Cirina Catania: You are right, it is a very subjective question. What is the format of the show? Is it talking heads cut to b-roll, is it a hard-hitting action film with lots of effects and titling, is it a clip show (similar to Nat Geo Wild) where you are creating story based on clips/written narration, is it well shot, how is the sound, what is the pacing, what is the show clock, how many people will be involved in approving the cut, script would help, is it logged/keyworded as in did they have the forethought to use LUMBERJACK or at lease BACKLOGGER in Lumberjack System, how fast is the editor, does the editor have an assistant to prep the show….etc, etc…these are all questions that I have to ask when budgeting time/money for editing a show…so…to answer your question..incredibly subjective, but, if you are throwing a budget together, give yourself lots of wiggle room and leave at least 3-4 weeks. Remember you will have to look at all that footage (probably more than once) before you can really get started…Wtih that in mind, the time allotted will allow you to adjust down if you need to or up if the show is more complicated. (This estimate allows for prep, cut, finish, recut, approvals, etc..) Frankly, if they have used Lumberjack during production, you can probably budget half that time.

Steve Hullfish: Read the art of the cut interview I did with Steve Audette. With a completely locked script its five weeks. With no script I agree with something closer to 24 weeks. Im trying to do 90 minutes using only a very rough script and I think the offline alone will be eight weeks – with an assistant editor and interns – and I am not sure that will be enough. Well see in six weeks.

Paul Hartel: Thanks Steve. Appreciate the input. I enjoy the interviews.

Andrew Hassenruck: Well Im sitting here with over 30 hours rushes, no log, script or director, and there is still another 10 days of shooting the left. The producer just came in and said Well at least you have a generous 8 week edit. plus one week finishing. Not sure if we will pull this one off.

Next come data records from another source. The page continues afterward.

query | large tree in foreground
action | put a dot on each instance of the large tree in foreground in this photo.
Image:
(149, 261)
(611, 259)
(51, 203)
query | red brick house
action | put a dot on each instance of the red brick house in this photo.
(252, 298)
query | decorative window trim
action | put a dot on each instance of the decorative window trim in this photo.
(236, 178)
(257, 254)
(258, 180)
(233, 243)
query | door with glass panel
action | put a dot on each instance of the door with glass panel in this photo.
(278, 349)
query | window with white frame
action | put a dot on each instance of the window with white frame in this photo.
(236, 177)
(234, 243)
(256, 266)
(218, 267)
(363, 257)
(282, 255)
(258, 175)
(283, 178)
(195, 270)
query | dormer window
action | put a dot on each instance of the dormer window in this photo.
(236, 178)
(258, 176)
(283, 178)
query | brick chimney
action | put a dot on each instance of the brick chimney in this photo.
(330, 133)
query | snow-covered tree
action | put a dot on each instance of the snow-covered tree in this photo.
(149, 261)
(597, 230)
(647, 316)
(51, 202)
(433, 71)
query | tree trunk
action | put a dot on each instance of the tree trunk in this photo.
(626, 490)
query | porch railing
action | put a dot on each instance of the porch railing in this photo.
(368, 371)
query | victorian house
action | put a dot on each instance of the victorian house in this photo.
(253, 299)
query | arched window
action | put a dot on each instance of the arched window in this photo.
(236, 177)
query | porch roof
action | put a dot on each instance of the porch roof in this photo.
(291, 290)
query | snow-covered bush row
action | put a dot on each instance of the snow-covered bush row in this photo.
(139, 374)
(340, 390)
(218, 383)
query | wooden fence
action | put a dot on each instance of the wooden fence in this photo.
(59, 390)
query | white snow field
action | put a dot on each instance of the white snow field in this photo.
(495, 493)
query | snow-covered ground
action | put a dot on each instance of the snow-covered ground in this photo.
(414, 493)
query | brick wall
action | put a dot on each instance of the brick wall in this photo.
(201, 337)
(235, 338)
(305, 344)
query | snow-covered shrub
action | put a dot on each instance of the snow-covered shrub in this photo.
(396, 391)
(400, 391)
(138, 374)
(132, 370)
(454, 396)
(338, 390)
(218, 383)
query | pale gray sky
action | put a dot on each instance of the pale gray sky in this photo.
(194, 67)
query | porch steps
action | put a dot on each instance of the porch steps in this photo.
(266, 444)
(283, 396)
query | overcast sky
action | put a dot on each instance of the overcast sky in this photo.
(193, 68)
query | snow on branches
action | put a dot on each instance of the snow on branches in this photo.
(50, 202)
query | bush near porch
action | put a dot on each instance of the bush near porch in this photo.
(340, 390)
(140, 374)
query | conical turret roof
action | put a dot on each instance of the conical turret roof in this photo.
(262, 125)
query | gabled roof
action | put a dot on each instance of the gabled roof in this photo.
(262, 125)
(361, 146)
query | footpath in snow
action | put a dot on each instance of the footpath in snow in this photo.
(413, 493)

Mike Wech: tell Him to kiss your Hassenruck, pull out his pocketbook, lower his expectations and stay the hell out of the edit suite.

Steve Hullfish: You will not make it. Tell aomeone now. Seriously. I have done many of these. You will not succeed

Bob Sarles: Too many variables to say. Four weeks to six months depending on the project, expectations and the client.

Bob Sarles: I am about to cut an 80 minute doc with a reasonable 6 month schedule.

Peter Gamba: Here at the factory, 7 weeks to a rough cut with so-so stringouts.

Mike J Nichols: How many hours will it take for you to help me move out of my apartment?

Casey P. Chinn: Thats at least a six month gig.

Mike J Nichols: Right? Cause where do I live, where are we moving to, how much stuff blah blah blah… theres not enough info to make a good evaluation so its a comparison but still true…

Michael Phillips: How long is a piece of rope?

Steven L. Austin: Ive been working on a doc with 150 talking heads and tons of B roll that needed to be ripped from DVDs supplied by the copyright holders, perhaps another 10 hours worth. I took the gig because it is for a prominent cable studio. Ive been on this show since January. I was given a free hand to shape the piece, then we went to many revisions with studio notes. And the final TRT will only be 2 hours! So lots of stuff that I spent time editing will be left on the virtual cutting room floor. I think it will end up being very entertaining, but it was way overshot. It beats *not* working, though. 😉

Neil Goodman: someone is going to chime in and tell you they can do it in FCPX in a day

Paul Hartel: Okay. Thanks everyone. About time to move on?